Our age old civil services, burdened as they are with a structure and ethos inherited from the British Raj, are struggling today to combat the challenges of the India’s evolving socio-political firmament. It is increasingly becoming evident that the aura of the civil services has whittled away and all layers of enigmatic power have evaporated with time. The civil servant of the modern era needs to ingrain emotional intelligence in ampler quantity than ever before, needs to be media savvy to the hilt and needs to be an expert tight rope walker!
Conversely, there appears to be a general decline in the quality of personnel entering the services. This may seem like a sweeping statement, but by and large, today’s generation of officers pales in comparison with old timers when it comes to qualities of the head and heart. The elusive ‘officer-like-qualities’, much sought after in earlier times, appear to have taken a back seat in the assessment parameters of current times.
In my own tenure as a state civil services officer for 17 years and then as a member of the Indian Administrative Services for 9 years, I had occasion to work closely with dozens of civil servants, and I found some real gems. But I also came across others who were incapable of handling situations which required more than just raw intelligence of the bookish kind. A career in the IAS or IPS can be testing to the core. Finer qualities such as people-skills and empathy are essential assets otherwise one is exposed very soon.
Emotional Quotient: The exam-interview method of selecting officers to various services has worked well in the past, but perhaps it is time to introduce psychological tests, emotional quotient analysis and problem solving ability in the process. These are demanding times, with a plethora of increasingly unstoppable local ‘leaders’ hounding and
even badgering officers day in and day out. Civil servants need to be on the ball at all times.
Mentorship: Probity has also taken a severe hit nowadays, and though no real assessment of an individual’s integrity is possible before inducting him or her into a service, counseling sessions with outstanding seniors can enable better ‘upbringing’ of young officers while their careers progress. Government would do well to encourage mentorship as a regular feature of the services instead of leaving it to individuals to fend for themselves when they need guidance from experienced seniors.

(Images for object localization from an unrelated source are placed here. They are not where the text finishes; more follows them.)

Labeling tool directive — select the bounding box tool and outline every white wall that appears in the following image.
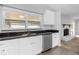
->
[0,5,5,32]
[71,16,79,37]
[55,9,62,40]
[74,20,79,37]
[4,4,46,14]
[61,15,72,24]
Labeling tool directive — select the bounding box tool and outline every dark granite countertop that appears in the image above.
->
[0,29,59,41]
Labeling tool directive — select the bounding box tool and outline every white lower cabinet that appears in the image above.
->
[29,36,42,54]
[19,35,42,55]
[19,38,32,55]
[0,41,20,55]
[6,39,20,55]
[0,45,8,55]
[0,35,42,55]
[52,33,61,48]
[0,39,19,55]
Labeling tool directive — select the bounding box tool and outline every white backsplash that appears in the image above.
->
[42,25,57,30]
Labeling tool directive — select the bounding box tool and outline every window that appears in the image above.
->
[26,14,41,29]
[4,7,27,30]
[3,7,42,30]
[5,20,26,29]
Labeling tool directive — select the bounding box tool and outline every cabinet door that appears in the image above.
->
[52,33,60,47]
[19,35,42,55]
[5,39,20,55]
[29,35,42,54]
[43,10,55,25]
[0,45,8,55]
[19,37,33,55]
[0,41,9,55]
[0,39,19,55]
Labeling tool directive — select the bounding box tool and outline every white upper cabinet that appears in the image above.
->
[43,10,55,25]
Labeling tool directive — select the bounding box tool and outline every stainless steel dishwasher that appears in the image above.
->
[42,33,52,52]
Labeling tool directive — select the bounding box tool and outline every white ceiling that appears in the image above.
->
[4,4,79,17]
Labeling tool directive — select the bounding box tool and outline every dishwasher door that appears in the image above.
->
[42,34,52,51]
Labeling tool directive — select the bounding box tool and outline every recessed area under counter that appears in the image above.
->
[0,35,43,55]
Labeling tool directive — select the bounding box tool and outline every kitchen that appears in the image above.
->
[0,4,61,55]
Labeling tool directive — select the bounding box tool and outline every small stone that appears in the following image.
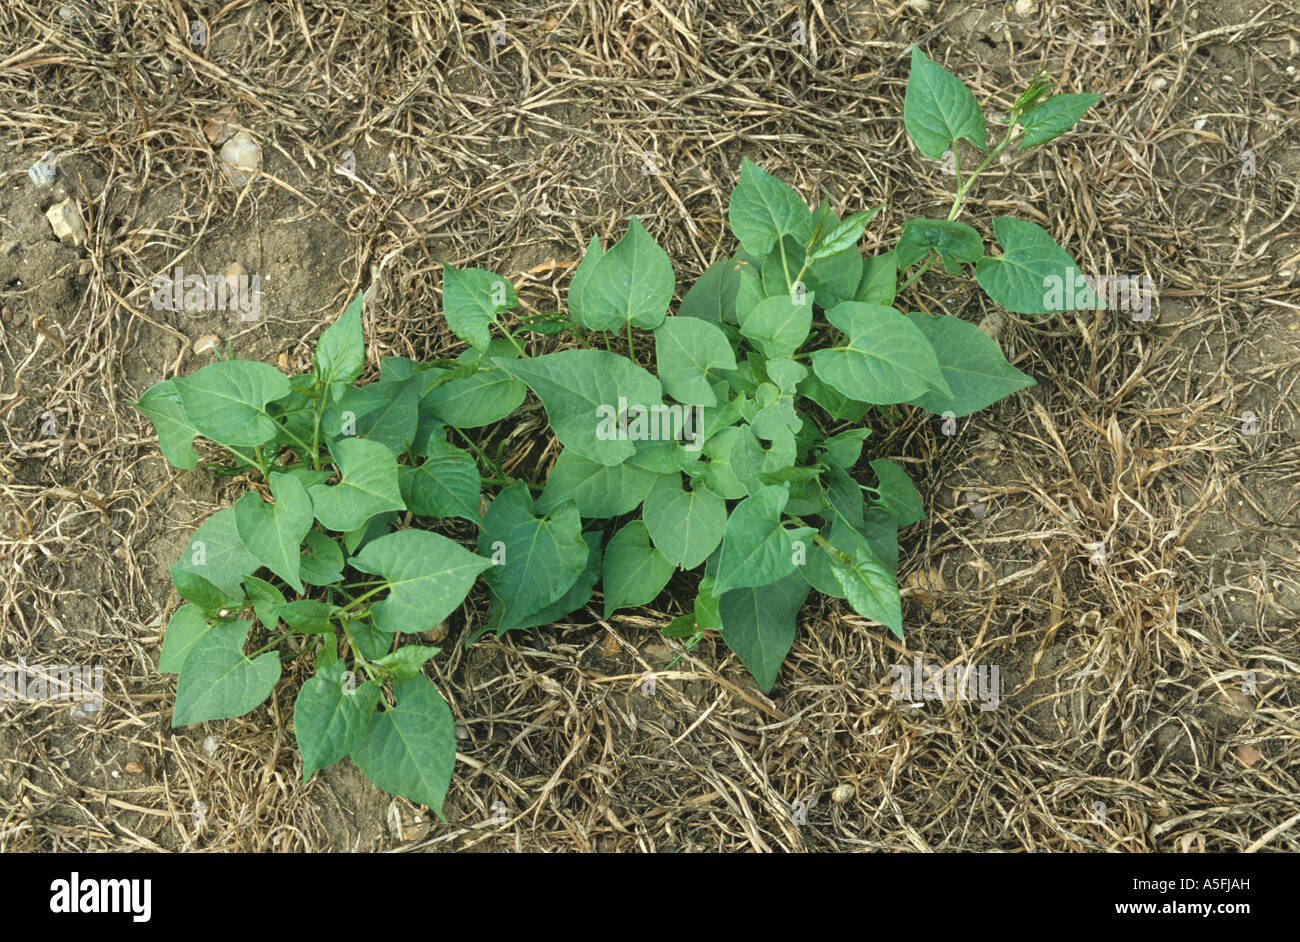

Media handling: Another stress factor is the unrelenting media pressure. In olden times an odd correspondent would meet an officer once in a while and would not ask for a quote, just for discrete information. These days a deputy commissioner who heads a prime district has cameras and mikes thrust into his or her face all day long, with no time to blink, let alone think! The result is that officers often end up making bloopers before the media which they are not at all trained to tackle. Training sessions on media handling should be a must for all officers.
Lateral Entry: The proposal to induct ten persons with professional expertise in various areas as joint secretaries to the Government of India has raised a lot of eyebrows but such a trend has been in vogue for many years. Experts and consultants of many hues have roamed the corridors of power for long. Many of them have played key roles in policy formulation and the drafting of statutes to be brought before the legislature. It is only because the recent move involves the all important designation of joint secretary that alarm bells have rung. The solution lies in not deputing such lateral entrants against posts meant for civil servants but giving them the powers necessary to function effectively. Also, the process of selecting such experts must be stringent and transparent.
A former colleague asserts that times are truly tough for those currently in the governmental system. Officers are constantly expected to deliver results and suffer enquiries later, often for no fault of theirs. To put it succinctly, the need is to recruit balanced individuals who possess verve and substance, and to train them to face multifarious pressures. Only then can the civil services evolve with the times.